Ainsi parle Rose Romain, la nouvelle directrice générale de l'Institut royal pour sourds et aveugles, cette institution qui propose, à Uccle, les services les plus complets autour des personnes extraordinaires. L'Irsa, qui accueille plus d'un millier de "bénéficiaires", cherche à renforcer ses équipes. Ce n'est manifestement pas facile. " Nous recherchons, depuis janvier, un médecin coordinateur pour être au plus près des besoins médicaux rencontrés par les enfants et les adultes porteurs de handicaps. La place reste vacante. Nous recherchons aussi des médecins disposés à donner de leur temps, par exemple une demi-journée par semaine, pour consulter sur le site de l'institution. Nous parlons bien sûr de médecins qui seront rémunérés. Nous n'avons pas de réponses. Nous recherchons aussi des infirmiers et des aides-soignants."
Le monde du grand handicap n'attire manifestement pas. "Nous avons cherché via les canaux classiques, les réseaux sociaux, en utilisant les agendas personnels et en lançant des bouteilles à la mer tous azimuts. Nous n'avons pas reçu de réponses, ou peu. Alors qu'il y a urgence pour les personnes en situation de fragilité à l'Irsa et pour leurs familles."
Si rien n'entame l'enthousiasme de Rose Romain, on sent la directrice interpellée et préoccupée. " C'est comme si notre société n'était plus capable d'apporter aux personnes différentes ce dont elles ont besoin. À l'Irsa, nous sommes tous des convaincus. Chacun des acteurs présents ici est d'abord et avant tout animé par l'humain. Mais notre société est-elle, elle, suffisamment animée par sa propre humanité ? Je suis persuadée que oui. Si nous avons ces difficultés, c'est peut-être en partie parce que le projet de rejoindre l'Irsa n'est pas celui auquel on pense spontanément. Et là, on fait erreur. Rejoindre l'Irsa, c'est allier travail et plaisir. Ici, on ne se pose pas la question de savoir pourquoi chaque jour on se lève, c'est une évidence."

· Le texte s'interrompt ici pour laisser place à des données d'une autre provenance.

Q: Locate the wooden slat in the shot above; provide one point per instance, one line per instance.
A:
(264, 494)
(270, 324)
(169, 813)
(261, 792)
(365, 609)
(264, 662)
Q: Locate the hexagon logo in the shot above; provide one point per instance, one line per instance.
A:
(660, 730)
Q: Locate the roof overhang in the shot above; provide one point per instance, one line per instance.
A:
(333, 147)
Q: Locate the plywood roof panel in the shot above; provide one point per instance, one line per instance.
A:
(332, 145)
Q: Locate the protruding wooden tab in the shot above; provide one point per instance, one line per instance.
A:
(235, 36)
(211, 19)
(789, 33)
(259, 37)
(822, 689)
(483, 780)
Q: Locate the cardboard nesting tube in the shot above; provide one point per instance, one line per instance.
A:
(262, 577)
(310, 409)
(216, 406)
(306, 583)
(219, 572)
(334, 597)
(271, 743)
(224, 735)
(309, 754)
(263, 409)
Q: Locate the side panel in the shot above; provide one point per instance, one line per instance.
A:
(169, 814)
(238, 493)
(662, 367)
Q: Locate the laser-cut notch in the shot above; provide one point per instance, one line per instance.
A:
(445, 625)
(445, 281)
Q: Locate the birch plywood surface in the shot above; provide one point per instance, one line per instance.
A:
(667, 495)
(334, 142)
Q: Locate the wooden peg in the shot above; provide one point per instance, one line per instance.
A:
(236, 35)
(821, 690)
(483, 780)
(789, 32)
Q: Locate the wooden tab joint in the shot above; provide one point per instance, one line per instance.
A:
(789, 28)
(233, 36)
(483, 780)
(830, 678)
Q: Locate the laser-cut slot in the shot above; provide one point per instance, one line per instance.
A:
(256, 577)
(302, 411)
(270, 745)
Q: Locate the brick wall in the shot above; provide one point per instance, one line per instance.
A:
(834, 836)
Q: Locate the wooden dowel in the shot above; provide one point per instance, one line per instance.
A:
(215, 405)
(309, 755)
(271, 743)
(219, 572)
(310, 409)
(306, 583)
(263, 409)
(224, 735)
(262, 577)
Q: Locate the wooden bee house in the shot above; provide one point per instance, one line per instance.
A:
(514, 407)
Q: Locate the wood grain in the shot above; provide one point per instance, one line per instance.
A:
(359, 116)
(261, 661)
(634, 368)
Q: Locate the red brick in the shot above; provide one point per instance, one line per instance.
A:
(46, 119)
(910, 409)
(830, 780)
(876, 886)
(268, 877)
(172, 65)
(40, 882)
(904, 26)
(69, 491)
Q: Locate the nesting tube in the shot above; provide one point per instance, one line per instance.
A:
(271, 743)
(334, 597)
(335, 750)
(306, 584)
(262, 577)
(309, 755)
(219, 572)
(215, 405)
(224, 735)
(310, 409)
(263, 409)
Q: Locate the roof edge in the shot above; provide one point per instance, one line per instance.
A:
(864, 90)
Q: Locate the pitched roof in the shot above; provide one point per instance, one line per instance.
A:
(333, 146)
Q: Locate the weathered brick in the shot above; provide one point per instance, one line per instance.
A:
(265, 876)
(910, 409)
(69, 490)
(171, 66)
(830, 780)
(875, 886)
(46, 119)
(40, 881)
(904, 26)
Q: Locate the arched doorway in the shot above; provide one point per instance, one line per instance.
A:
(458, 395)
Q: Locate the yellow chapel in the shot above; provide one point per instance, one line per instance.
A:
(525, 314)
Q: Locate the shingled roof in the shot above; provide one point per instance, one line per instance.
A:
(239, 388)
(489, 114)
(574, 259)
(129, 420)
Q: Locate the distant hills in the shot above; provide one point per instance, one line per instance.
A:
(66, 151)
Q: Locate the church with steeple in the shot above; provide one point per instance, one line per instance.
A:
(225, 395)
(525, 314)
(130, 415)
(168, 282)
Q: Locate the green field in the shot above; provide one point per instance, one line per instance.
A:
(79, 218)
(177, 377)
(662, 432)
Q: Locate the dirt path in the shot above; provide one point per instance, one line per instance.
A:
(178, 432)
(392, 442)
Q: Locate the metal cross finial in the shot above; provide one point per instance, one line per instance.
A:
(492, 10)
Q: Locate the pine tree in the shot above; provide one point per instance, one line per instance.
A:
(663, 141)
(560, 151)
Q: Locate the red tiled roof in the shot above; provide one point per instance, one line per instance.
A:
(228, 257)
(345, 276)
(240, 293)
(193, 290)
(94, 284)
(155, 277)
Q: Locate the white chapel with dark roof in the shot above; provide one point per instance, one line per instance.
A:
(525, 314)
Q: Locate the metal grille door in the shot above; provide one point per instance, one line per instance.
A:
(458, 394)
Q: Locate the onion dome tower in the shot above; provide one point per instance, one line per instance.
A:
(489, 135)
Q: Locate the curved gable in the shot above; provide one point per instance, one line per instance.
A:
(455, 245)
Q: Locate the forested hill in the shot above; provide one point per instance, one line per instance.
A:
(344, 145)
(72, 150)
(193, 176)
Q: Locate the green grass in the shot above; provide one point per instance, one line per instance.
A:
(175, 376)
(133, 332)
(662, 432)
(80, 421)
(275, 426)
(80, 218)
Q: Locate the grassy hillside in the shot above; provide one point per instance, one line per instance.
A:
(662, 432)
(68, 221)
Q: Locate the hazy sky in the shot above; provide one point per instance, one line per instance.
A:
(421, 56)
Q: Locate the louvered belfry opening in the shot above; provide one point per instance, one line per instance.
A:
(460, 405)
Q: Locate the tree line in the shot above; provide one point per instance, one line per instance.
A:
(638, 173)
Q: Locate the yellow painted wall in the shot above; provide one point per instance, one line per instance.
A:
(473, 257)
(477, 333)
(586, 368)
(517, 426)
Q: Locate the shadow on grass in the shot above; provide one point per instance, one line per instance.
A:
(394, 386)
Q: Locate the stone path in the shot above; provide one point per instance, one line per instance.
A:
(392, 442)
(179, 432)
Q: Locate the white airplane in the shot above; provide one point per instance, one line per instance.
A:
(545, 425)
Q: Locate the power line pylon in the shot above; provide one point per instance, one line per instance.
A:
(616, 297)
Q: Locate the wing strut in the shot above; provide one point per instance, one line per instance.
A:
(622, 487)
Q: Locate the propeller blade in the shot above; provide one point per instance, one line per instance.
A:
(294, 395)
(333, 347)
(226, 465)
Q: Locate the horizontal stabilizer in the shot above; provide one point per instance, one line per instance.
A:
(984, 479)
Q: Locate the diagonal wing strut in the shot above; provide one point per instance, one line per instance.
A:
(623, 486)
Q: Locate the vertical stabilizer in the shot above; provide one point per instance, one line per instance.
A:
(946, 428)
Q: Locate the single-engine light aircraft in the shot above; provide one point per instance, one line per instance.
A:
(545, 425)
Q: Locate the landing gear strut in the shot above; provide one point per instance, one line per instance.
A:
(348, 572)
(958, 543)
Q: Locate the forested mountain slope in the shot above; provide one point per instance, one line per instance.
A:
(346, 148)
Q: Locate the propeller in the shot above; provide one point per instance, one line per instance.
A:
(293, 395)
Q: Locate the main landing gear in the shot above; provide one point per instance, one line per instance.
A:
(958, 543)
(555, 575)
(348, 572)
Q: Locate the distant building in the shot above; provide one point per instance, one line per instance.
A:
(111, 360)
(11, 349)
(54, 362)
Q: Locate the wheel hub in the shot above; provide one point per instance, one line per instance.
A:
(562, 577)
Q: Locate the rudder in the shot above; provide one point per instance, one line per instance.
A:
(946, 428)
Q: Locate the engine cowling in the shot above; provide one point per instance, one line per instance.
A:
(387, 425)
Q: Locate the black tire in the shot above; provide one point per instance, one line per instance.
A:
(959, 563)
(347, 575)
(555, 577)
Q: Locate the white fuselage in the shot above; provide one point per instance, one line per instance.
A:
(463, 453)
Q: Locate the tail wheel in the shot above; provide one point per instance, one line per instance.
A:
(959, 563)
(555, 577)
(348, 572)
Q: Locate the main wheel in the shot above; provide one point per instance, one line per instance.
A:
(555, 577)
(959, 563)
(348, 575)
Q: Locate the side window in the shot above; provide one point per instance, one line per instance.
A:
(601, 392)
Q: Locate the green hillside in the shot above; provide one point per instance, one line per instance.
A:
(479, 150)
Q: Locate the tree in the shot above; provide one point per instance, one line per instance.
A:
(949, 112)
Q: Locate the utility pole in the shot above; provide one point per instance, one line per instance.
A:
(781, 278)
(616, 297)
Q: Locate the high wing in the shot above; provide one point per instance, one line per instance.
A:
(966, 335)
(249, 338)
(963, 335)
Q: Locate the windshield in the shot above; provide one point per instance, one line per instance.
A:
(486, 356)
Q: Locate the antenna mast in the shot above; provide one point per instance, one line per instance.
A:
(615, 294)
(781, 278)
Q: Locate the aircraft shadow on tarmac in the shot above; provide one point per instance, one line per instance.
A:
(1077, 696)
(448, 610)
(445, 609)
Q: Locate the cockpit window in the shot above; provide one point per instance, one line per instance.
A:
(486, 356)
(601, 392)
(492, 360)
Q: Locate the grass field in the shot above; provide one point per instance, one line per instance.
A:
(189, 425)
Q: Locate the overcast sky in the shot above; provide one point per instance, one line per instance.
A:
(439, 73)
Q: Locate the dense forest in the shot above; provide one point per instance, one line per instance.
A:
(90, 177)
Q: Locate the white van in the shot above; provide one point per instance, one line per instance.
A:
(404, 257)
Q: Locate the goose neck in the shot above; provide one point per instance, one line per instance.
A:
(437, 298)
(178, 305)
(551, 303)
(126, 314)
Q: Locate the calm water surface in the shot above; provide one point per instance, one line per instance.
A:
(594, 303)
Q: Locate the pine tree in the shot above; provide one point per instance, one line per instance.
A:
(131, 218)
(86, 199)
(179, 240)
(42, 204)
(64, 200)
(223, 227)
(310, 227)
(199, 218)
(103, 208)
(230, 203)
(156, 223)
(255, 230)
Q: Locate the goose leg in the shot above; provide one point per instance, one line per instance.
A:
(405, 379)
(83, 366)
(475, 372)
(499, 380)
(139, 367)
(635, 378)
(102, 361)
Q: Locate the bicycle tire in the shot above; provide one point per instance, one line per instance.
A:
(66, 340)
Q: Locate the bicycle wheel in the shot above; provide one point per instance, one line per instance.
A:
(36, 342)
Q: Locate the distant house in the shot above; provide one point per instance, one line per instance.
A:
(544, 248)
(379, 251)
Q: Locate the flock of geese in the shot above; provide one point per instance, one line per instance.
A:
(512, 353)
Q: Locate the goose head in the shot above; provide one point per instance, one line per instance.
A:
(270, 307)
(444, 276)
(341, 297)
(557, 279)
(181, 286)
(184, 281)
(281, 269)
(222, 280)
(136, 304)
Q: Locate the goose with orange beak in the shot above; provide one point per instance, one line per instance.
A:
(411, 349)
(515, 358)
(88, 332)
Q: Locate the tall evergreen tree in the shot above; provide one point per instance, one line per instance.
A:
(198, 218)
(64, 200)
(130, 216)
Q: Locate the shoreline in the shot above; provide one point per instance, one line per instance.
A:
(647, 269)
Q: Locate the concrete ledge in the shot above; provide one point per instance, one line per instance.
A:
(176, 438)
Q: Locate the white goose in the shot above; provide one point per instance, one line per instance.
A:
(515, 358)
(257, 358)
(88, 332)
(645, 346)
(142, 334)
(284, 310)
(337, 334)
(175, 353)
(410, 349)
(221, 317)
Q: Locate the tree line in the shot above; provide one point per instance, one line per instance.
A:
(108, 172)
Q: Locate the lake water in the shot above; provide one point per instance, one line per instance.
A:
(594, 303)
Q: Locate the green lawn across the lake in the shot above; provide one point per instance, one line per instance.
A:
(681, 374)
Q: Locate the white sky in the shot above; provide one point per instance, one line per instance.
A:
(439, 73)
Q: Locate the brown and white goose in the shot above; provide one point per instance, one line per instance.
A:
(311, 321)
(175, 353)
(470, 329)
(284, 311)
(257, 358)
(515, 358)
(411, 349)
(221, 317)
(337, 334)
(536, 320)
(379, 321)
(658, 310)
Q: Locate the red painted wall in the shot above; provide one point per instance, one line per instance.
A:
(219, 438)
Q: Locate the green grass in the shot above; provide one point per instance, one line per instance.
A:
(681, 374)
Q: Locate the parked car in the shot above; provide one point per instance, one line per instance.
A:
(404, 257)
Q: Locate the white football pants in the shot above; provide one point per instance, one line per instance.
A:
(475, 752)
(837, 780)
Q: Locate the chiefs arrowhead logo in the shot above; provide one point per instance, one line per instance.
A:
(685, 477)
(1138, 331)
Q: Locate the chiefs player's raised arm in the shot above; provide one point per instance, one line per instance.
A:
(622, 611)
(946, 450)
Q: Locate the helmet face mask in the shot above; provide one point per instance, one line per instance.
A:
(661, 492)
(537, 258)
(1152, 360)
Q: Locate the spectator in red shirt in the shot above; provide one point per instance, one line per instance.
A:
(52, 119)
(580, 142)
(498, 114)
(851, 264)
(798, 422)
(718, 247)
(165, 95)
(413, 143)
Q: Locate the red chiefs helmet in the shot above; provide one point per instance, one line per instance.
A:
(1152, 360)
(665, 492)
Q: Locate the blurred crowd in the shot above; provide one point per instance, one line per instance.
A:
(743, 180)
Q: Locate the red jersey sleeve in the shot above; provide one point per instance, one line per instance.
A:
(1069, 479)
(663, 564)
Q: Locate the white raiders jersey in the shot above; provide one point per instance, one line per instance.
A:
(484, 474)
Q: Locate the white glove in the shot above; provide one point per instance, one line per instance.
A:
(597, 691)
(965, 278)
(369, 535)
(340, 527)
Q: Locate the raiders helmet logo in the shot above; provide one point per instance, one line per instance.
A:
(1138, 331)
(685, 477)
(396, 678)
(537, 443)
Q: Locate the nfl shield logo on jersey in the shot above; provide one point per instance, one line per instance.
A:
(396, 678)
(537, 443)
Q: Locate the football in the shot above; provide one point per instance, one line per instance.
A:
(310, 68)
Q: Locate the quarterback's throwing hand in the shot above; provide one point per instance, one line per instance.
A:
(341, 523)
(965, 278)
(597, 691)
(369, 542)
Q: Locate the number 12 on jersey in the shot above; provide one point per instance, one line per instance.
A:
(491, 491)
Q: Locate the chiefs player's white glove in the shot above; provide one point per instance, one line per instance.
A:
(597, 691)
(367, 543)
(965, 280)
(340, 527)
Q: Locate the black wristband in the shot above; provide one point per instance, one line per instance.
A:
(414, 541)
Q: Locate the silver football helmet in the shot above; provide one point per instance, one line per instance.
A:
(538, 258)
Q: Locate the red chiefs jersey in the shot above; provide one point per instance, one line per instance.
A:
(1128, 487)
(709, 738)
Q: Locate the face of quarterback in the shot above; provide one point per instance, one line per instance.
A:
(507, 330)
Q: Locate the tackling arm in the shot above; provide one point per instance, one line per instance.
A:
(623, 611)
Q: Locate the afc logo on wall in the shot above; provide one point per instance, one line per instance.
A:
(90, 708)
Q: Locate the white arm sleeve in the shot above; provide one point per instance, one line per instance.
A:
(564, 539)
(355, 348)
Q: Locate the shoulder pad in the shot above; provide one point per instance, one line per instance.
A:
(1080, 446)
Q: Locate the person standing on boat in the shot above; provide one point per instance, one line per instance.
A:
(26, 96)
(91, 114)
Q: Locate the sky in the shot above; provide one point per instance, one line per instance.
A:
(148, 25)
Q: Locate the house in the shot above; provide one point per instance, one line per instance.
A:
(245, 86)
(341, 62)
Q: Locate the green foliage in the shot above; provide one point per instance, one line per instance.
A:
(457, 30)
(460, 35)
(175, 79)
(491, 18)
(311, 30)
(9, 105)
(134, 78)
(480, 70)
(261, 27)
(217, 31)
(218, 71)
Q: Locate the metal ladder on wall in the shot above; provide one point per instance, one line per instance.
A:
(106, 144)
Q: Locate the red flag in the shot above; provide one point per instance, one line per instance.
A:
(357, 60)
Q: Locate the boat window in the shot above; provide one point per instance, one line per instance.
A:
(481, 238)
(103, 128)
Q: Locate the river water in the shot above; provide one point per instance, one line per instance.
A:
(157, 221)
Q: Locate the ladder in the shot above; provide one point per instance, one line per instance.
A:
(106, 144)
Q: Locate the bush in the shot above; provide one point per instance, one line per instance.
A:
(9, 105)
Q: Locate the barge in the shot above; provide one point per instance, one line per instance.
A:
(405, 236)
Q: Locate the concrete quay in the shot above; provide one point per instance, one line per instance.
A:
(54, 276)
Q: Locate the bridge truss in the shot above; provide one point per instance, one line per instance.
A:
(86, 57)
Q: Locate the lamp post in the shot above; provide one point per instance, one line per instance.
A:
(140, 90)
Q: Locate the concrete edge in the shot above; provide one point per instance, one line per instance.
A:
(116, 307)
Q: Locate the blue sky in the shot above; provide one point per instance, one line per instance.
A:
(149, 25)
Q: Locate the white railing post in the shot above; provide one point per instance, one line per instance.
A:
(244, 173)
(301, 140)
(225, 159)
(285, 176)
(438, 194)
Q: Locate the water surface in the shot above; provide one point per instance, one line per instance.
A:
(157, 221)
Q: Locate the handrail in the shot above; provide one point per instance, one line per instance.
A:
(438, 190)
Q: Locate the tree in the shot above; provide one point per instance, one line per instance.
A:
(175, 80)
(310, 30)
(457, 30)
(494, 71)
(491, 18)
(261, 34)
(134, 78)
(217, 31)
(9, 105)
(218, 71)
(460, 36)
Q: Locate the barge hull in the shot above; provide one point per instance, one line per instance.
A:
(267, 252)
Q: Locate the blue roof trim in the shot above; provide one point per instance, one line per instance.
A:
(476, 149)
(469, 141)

Ne pas connaître la langue des signes serait-il un obstacle ? Rose Romain répond qu'en partenariat avec l'UCL, l'Irsa propose un catalogue de formations gratuites dans lequel on retrouve des cours d'apprentissage à la langue signée et, de manière plus générale, d'approche des communautés sensoriellement différentes. " En réalité, nous ne cherchons pas en priorité des experts, mais des personnes prêtes à s'investir, à se former pour devenir des spécialistes du monde du handicap. L'Irsa est un condensé. Tout est concentré. À l'Irsa, on touche à tous les domaines dont le jeune différent a besoin."
Chaussée de Waterloo 1504 à Uccle, dans un cadre exceptionnel jouxtant la forêt de Soignes, l'Irsa dispose de plusieurs bâtiments ultramodernes. Mais les défis ne manquent pas. Outre les équipes à renforcer, l'institution est impactée par la problématique du manque de chauffeurs pour le transport scolaire de jeunes handicapés. "Sur Bruxelles, nous avons actuellement deux circuits qui ne roulent pas. Avec pour conséquence que des jeunes n'arrivent plus à l'Irsa, sauf si les parents ont pu trouver une solution. Avoir un enfant différent est un combat énorme. Un combat auquel il ne faut pas ajouter des difficultés pratiques. Ici, des enfants fragiles qui risquent le décrochage scolaire."